In this competitive market your CV needs to work hard for you and you need to make sure you are applying for roles that you are a strong candidate for.

The Selection Process

  • The first person to look at your CV is often a non-specialist in your field
  • They have a high level understanding of your role and will need enough detail to match your CV to the Job description they are working from
  • They stake their reputation on the documents they present to line managers or HR and as such they must be certain of the match and it must be obvious

The first sift: A quick skim (30 seconds to a minute) of the document to decide:

  • YES - I want to take time to look at this
  • MAYBE - I might take time to look at this again if I don't have enough YES's
  • NO - I will not consider this candidate further

You need to get on the YES pile at the first skim.

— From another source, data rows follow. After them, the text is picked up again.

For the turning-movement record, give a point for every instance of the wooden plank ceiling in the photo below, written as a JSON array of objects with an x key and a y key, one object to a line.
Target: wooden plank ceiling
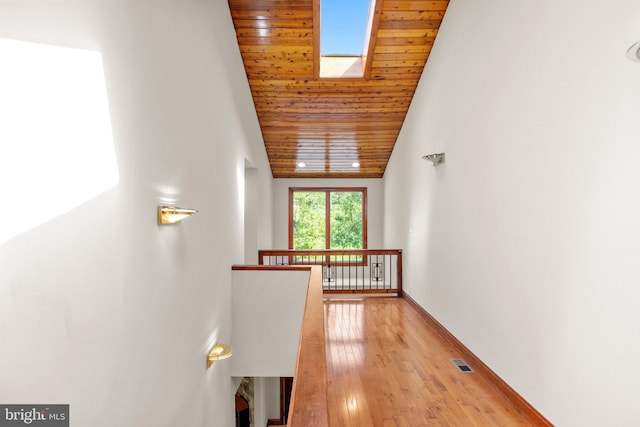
[{"x": 330, "y": 124}]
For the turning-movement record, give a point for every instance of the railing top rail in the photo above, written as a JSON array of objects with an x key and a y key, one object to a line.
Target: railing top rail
[{"x": 296, "y": 252}]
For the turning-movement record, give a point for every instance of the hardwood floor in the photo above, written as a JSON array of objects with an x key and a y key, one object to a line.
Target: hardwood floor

In this market there will be plenty of YES's so a MAYBE is as good as a NO.

Getting onto the YES Pile

  • All relevant experience must be on the first page, it PROVES you can do the job and the recruiter needs it to make a match, if they are in any doubt you will be a MAYBE
  • You should have ¾ of the first page dedicated to the most recent / relevant role
  • Alter the margins to make best use of space
  • Take no more than 4 lines for you name and contact details
  • Create a profile statement - Include your current Job Title, total years of experience, Industries or Sectors, products or specialist areas and your key expertise
  • Use white space carefully, big blocks do not make the document easy to read. White space surrounding key information like the organisation and job title is where it counts
  • Job titles are a major influence, make sure yours are relevant to your audience
  • We read from left to right so keep the job title on the left with the date justified right
  • Use black bullet points of no more than 2.5 lines long
  • Do not leave a line between each bullet point it does not make the information easier to read and it takes up too much valuable space
  • Consider using bold to highlight key aspects of your experience. But remember less is more

The Detailed Review: To shortlist or not to shortlist.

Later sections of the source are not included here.